La misión Artemis II marcó un nuevo hito en la exploración espacial luego de que la NASA difundiera las primeras imágenes del lado oculto de la Luna, una región que no puede observarse desde la Tierra y que presenta características geológicas diferentes a la cara conocida del satélite.
Las fotografías fueron tomadas por la tripulación de la nave Orión, integrada por cuatro astronautas, durante el sobrevuelo lunar realizado en el tramo más crítico y significativo del viaje. Se trata de la primera misión tripulada de la agencia espacial estadounidense desde el programa Apolo.

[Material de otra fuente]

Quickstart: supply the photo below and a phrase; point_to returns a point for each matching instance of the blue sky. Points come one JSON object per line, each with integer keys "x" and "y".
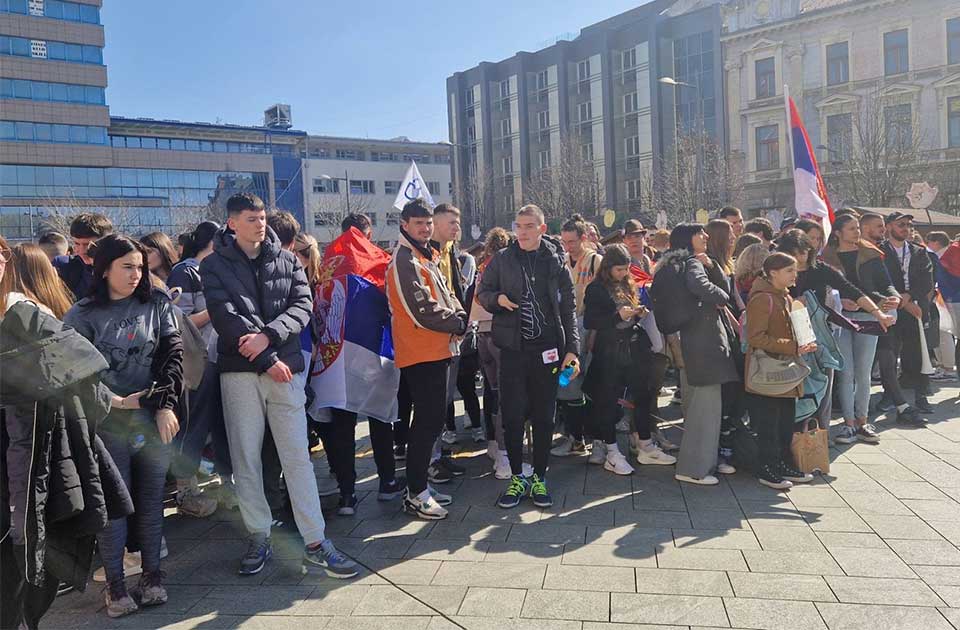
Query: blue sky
{"x": 366, "y": 68}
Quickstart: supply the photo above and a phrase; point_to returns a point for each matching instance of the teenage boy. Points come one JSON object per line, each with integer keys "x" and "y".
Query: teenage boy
{"x": 259, "y": 301}
{"x": 529, "y": 292}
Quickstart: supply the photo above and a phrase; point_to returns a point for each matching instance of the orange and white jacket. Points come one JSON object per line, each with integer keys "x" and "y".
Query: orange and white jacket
{"x": 427, "y": 319}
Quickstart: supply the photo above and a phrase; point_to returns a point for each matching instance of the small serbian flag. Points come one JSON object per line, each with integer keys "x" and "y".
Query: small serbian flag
{"x": 353, "y": 366}
{"x": 810, "y": 193}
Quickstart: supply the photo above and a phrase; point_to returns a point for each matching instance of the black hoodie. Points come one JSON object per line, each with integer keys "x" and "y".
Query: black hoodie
{"x": 268, "y": 294}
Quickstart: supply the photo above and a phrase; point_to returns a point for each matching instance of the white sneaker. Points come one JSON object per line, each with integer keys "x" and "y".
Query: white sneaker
{"x": 708, "y": 480}
{"x": 725, "y": 469}
{"x": 598, "y": 454}
{"x": 617, "y": 463}
{"x": 563, "y": 448}
{"x": 652, "y": 455}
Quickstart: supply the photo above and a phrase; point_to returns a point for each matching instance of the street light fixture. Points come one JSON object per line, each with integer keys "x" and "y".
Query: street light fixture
{"x": 346, "y": 183}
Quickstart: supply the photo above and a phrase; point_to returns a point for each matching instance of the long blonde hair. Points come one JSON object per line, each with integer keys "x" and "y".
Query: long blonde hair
{"x": 307, "y": 246}
{"x": 31, "y": 273}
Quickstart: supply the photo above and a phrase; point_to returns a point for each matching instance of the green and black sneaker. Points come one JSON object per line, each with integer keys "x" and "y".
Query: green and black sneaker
{"x": 518, "y": 487}
{"x": 538, "y": 492}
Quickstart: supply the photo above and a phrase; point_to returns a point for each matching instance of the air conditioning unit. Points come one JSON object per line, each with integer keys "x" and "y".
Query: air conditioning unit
{"x": 277, "y": 116}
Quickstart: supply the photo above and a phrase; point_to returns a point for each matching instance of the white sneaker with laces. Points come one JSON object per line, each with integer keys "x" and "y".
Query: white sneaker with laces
{"x": 651, "y": 454}
{"x": 563, "y": 448}
{"x": 598, "y": 453}
{"x": 617, "y": 463}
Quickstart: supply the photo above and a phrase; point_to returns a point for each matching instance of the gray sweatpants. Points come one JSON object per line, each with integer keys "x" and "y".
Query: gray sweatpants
{"x": 250, "y": 401}
{"x": 701, "y": 429}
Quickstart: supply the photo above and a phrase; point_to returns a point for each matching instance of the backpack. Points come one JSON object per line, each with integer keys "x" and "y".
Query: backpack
{"x": 673, "y": 305}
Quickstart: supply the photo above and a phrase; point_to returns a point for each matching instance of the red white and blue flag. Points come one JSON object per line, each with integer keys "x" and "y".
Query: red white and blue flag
{"x": 810, "y": 193}
{"x": 353, "y": 367}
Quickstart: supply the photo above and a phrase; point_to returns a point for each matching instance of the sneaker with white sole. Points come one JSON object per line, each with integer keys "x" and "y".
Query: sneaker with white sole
{"x": 598, "y": 453}
{"x": 651, "y": 454}
{"x": 707, "y": 480}
{"x": 428, "y": 510}
{"x": 617, "y": 463}
{"x": 846, "y": 435}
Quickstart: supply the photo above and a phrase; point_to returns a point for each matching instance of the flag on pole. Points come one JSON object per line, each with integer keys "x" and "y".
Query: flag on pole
{"x": 412, "y": 187}
{"x": 810, "y": 194}
{"x": 353, "y": 367}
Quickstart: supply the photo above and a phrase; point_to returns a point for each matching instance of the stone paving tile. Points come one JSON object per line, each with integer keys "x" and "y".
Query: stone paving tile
{"x": 683, "y": 582}
{"x": 582, "y": 578}
{"x": 855, "y": 590}
{"x": 610, "y": 555}
{"x": 490, "y": 574}
{"x": 781, "y": 586}
{"x": 582, "y": 605}
{"x": 713, "y": 559}
{"x": 668, "y": 609}
{"x": 715, "y": 539}
{"x": 771, "y": 614}
{"x": 493, "y": 602}
{"x": 871, "y": 562}
{"x": 800, "y": 562}
{"x": 937, "y": 552}
{"x": 877, "y": 617}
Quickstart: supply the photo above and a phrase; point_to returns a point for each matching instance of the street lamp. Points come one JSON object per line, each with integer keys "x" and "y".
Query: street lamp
{"x": 346, "y": 183}
{"x": 698, "y": 120}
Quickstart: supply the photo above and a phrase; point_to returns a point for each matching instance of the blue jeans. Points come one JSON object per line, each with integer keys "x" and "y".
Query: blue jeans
{"x": 853, "y": 381}
{"x": 134, "y": 443}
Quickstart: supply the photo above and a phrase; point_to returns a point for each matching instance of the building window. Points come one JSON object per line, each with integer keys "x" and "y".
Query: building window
{"x": 953, "y": 40}
{"x": 768, "y": 147}
{"x": 321, "y": 185}
{"x": 362, "y": 187}
{"x": 953, "y": 122}
{"x": 543, "y": 119}
{"x": 766, "y": 77}
{"x": 585, "y": 112}
{"x": 839, "y": 137}
{"x": 898, "y": 127}
{"x": 543, "y": 159}
{"x": 896, "y": 56}
{"x": 838, "y": 63}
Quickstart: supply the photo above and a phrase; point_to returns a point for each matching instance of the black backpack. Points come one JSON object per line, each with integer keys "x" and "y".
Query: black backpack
{"x": 673, "y": 305}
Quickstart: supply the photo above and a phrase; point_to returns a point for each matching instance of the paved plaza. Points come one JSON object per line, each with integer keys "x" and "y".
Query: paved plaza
{"x": 873, "y": 545}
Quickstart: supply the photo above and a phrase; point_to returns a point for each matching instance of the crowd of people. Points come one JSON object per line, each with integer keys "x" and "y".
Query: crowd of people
{"x": 204, "y": 348}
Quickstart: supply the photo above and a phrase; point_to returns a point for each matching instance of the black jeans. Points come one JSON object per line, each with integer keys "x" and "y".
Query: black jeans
{"x": 427, "y": 383}
{"x": 528, "y": 391}
{"x": 340, "y": 434}
{"x": 467, "y": 386}
{"x": 405, "y": 407}
{"x": 773, "y": 420}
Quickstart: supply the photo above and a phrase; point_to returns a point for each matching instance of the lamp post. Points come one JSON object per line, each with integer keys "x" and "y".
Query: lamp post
{"x": 346, "y": 183}
{"x": 698, "y": 121}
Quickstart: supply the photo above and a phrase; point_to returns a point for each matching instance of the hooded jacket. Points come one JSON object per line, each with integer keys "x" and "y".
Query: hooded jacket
{"x": 504, "y": 276}
{"x": 768, "y": 326}
{"x": 425, "y": 315}
{"x": 73, "y": 486}
{"x": 268, "y": 294}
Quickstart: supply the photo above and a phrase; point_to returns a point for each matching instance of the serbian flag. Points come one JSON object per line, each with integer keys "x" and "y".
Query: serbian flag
{"x": 353, "y": 366}
{"x": 810, "y": 194}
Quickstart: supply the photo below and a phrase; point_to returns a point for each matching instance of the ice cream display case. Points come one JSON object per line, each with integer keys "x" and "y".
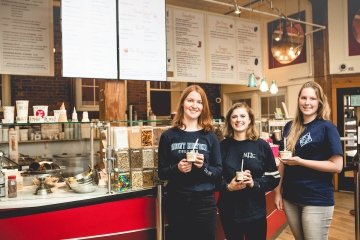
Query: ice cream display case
{"x": 114, "y": 195}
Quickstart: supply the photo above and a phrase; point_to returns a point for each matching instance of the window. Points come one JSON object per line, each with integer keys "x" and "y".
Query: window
{"x": 160, "y": 98}
{"x": 245, "y": 100}
{"x": 87, "y": 94}
{"x": 5, "y": 90}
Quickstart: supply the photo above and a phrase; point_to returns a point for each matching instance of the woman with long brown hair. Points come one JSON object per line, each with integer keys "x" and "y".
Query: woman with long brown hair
{"x": 242, "y": 201}
{"x": 190, "y": 205}
{"x": 306, "y": 190}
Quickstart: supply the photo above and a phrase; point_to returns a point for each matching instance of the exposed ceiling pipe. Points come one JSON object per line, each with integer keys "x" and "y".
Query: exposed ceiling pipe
{"x": 279, "y": 15}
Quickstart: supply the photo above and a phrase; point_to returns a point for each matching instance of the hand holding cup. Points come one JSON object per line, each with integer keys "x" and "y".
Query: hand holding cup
{"x": 184, "y": 166}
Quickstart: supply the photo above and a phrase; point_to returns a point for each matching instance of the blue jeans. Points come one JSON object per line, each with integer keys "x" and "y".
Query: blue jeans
{"x": 191, "y": 215}
{"x": 251, "y": 230}
{"x": 308, "y": 222}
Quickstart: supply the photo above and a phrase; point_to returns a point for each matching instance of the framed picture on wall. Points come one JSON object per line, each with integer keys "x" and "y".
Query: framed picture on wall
{"x": 354, "y": 27}
{"x": 286, "y": 41}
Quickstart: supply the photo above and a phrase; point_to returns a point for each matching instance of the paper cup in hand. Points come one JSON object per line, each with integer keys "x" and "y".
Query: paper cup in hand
{"x": 239, "y": 176}
{"x": 285, "y": 154}
{"x": 191, "y": 156}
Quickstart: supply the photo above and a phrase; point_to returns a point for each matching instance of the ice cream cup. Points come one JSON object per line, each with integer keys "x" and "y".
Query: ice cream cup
{"x": 40, "y": 111}
{"x": 22, "y": 107}
{"x": 239, "y": 175}
{"x": 285, "y": 154}
{"x": 191, "y": 156}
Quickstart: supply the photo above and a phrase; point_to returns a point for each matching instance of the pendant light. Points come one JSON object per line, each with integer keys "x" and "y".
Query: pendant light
{"x": 273, "y": 88}
{"x": 252, "y": 80}
{"x": 237, "y": 9}
{"x": 264, "y": 87}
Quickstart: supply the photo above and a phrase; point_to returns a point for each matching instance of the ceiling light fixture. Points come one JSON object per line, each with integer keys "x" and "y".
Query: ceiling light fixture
{"x": 285, "y": 48}
{"x": 264, "y": 87}
{"x": 273, "y": 88}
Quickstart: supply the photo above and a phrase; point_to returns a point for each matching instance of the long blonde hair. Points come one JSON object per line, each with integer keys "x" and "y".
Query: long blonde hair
{"x": 251, "y": 133}
{"x": 205, "y": 118}
{"x": 298, "y": 127}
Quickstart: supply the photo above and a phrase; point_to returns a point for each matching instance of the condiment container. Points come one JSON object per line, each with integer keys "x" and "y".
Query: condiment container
{"x": 12, "y": 186}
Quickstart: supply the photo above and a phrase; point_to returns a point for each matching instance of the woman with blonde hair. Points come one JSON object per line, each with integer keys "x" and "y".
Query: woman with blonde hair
{"x": 306, "y": 191}
{"x": 190, "y": 205}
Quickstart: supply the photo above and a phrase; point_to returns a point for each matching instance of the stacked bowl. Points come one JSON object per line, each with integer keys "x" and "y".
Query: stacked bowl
{"x": 83, "y": 182}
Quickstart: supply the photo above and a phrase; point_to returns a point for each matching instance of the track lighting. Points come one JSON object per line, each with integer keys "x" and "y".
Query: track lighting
{"x": 273, "y": 88}
{"x": 264, "y": 87}
{"x": 252, "y": 80}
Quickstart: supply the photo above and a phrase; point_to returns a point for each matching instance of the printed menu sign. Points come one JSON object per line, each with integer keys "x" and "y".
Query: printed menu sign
{"x": 189, "y": 46}
{"x": 221, "y": 49}
{"x": 169, "y": 41}
{"x": 26, "y": 37}
{"x": 248, "y": 50}
{"x": 89, "y": 38}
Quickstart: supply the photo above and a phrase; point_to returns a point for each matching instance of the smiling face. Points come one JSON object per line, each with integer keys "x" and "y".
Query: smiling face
{"x": 308, "y": 104}
{"x": 240, "y": 120}
{"x": 193, "y": 106}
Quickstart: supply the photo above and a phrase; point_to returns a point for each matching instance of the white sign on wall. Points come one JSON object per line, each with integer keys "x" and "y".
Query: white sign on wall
{"x": 26, "y": 37}
{"x": 142, "y": 40}
{"x": 212, "y": 48}
{"x": 189, "y": 48}
{"x": 221, "y": 43}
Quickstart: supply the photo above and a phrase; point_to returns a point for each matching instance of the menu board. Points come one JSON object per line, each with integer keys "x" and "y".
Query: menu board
{"x": 189, "y": 46}
{"x": 249, "y": 58}
{"x": 212, "y": 48}
{"x": 89, "y": 44}
{"x": 221, "y": 43}
{"x": 142, "y": 40}
{"x": 26, "y": 37}
{"x": 169, "y": 41}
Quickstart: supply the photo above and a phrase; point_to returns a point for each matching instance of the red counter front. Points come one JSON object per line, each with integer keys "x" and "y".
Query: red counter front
{"x": 131, "y": 218}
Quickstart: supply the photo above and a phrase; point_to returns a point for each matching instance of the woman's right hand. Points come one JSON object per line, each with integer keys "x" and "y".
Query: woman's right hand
{"x": 235, "y": 185}
{"x": 278, "y": 200}
{"x": 184, "y": 166}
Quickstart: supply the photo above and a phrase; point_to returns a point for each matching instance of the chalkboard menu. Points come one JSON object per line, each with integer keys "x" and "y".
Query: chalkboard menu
{"x": 101, "y": 40}
{"x": 26, "y": 37}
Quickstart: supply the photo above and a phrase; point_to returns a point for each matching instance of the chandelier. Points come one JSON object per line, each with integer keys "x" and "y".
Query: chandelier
{"x": 287, "y": 41}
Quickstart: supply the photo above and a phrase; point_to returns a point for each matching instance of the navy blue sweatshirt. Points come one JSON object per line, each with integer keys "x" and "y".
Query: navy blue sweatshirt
{"x": 173, "y": 145}
{"x": 247, "y": 204}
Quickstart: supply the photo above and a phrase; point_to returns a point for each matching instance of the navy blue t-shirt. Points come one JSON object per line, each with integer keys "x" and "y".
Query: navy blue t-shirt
{"x": 173, "y": 145}
{"x": 319, "y": 141}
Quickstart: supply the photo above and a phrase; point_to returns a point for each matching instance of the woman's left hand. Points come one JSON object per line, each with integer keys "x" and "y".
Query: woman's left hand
{"x": 199, "y": 161}
{"x": 248, "y": 181}
{"x": 292, "y": 161}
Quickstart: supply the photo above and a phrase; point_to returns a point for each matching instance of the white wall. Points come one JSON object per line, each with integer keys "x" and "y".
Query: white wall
{"x": 289, "y": 79}
{"x": 338, "y": 39}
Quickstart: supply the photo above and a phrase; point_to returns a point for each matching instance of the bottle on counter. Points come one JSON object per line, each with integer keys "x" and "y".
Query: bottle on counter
{"x": 12, "y": 186}
{"x": 2, "y": 184}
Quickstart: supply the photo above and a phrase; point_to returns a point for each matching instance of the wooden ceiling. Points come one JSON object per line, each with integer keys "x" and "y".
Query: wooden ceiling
{"x": 215, "y": 6}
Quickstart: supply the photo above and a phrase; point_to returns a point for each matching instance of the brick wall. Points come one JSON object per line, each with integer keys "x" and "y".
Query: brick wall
{"x": 212, "y": 92}
{"x": 136, "y": 96}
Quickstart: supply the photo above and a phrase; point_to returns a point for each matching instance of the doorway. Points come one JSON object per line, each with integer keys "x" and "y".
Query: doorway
{"x": 348, "y": 116}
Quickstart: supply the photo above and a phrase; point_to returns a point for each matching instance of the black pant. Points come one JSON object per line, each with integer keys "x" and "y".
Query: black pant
{"x": 191, "y": 215}
{"x": 253, "y": 230}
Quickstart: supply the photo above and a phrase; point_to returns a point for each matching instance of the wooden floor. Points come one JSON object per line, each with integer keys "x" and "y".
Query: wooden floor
{"x": 343, "y": 224}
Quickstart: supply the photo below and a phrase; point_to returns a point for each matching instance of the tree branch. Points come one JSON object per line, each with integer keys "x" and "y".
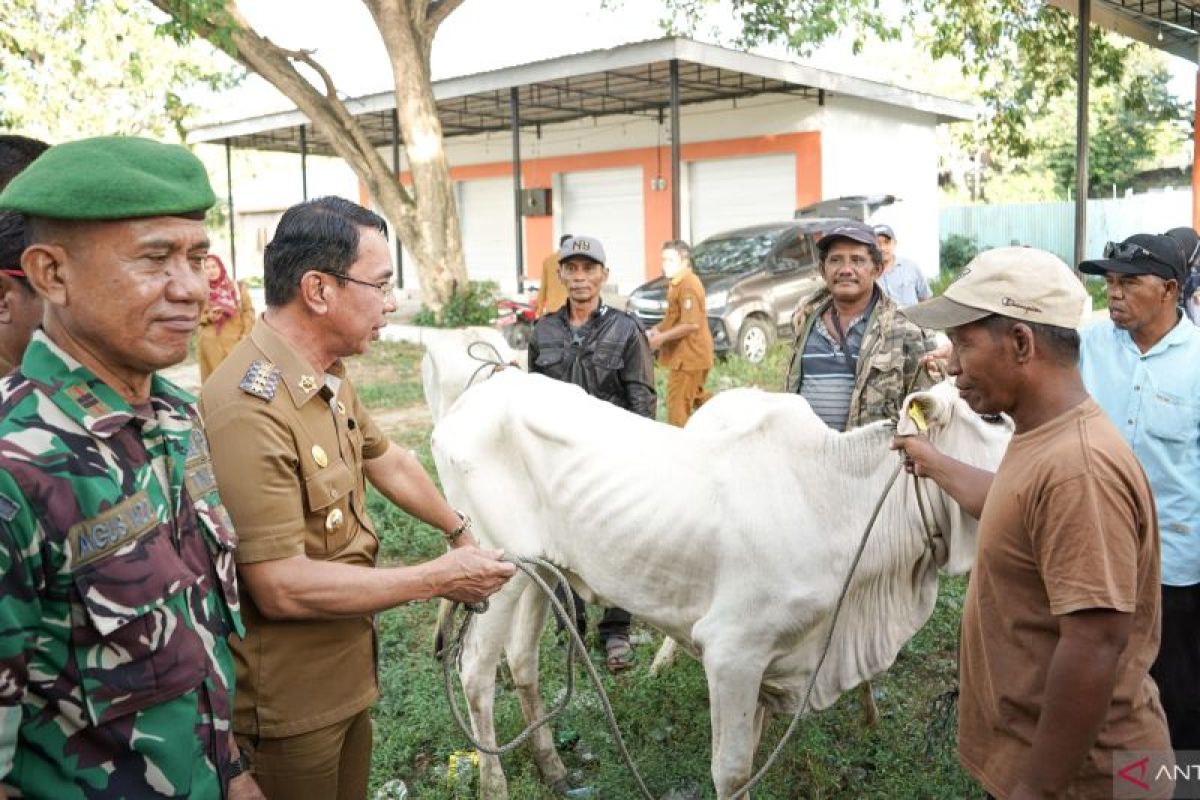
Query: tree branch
{"x": 275, "y": 64}
{"x": 305, "y": 56}
{"x": 437, "y": 13}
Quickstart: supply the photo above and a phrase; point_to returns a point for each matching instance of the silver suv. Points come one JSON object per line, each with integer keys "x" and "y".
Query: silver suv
{"x": 755, "y": 277}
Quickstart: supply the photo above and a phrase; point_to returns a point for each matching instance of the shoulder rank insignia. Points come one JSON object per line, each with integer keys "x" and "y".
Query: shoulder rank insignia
{"x": 261, "y": 379}
{"x": 9, "y": 507}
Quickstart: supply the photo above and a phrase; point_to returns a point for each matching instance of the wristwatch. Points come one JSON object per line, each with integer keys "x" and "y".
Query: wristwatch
{"x": 235, "y": 768}
{"x": 463, "y": 527}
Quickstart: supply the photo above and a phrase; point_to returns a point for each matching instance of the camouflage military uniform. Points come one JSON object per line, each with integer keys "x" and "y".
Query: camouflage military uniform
{"x": 888, "y": 360}
{"x": 117, "y": 590}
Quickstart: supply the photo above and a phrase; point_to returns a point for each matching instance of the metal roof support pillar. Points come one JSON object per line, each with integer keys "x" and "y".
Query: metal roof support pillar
{"x": 1195, "y": 162}
{"x": 395, "y": 169}
{"x": 304, "y": 163}
{"x": 233, "y": 230}
{"x": 676, "y": 216}
{"x": 1083, "y": 78}
{"x": 515, "y": 108}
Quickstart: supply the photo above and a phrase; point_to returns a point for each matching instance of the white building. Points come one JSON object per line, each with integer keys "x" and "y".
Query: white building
{"x": 757, "y": 137}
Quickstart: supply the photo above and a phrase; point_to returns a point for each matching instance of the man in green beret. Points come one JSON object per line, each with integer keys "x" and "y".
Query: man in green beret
{"x": 117, "y": 577}
{"x": 21, "y": 308}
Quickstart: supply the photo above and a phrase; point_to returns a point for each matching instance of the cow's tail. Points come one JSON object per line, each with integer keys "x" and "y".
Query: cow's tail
{"x": 443, "y": 630}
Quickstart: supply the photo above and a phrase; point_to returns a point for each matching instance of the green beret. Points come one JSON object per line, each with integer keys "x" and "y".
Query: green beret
{"x": 111, "y": 178}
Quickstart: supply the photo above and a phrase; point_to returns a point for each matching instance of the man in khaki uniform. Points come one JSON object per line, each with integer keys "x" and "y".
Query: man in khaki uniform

Durante esa maniobra, la nave alcanzó su punto más cercano a la superficie lunar, a unos 6.500 kilómetros, y también estableció un récord al convertirse en la misión tripulada que más lejos viajó de la Tierra, superando la marca del Apolo 13.
Uno de los momentos más complejos se produjo cuando Orión pasó por detrás de la Luna y perdió comunicación con la Tierra durante unos 40 minutos. En ese lapso, los astronautas continuaron trabajando en la toma de imágenes y el registro de datos científicos.
Las imágenes revelan un terreno con mayor presencia de cráteres y una apariencia más irregular que la cara visible, aportando información clave para comprender la formación y evolución del satélite natural.
Además del valor científico, la misión también marcó hitos en diversidad: Victor Glover se convirtió en el primer astronauta negro en volar alrededor de la Luna, Christina Koch en la primera mujer en hacerlo y Jeremy Hansen en el primer no estadounidense en integrar una misión de este tipo.
Tras completar el sobrevuelo, la nave inició su regreso a la Tierra mediante una trayectoria de retorno libre, una estrategia que permite volver sin necesidad de grandes maniobras de propulsión.
El objetivo central de Artemis II es poner a prueba los sistemas de la nave, la capacidad operativa de la tripulación y las condiciones del vuelo en el espacio profundo. Los resultados serán fundamentales para las próximas etapas del programa, que prevé misiones con alunizaje y, en el futuro, la exploración humana de Marte.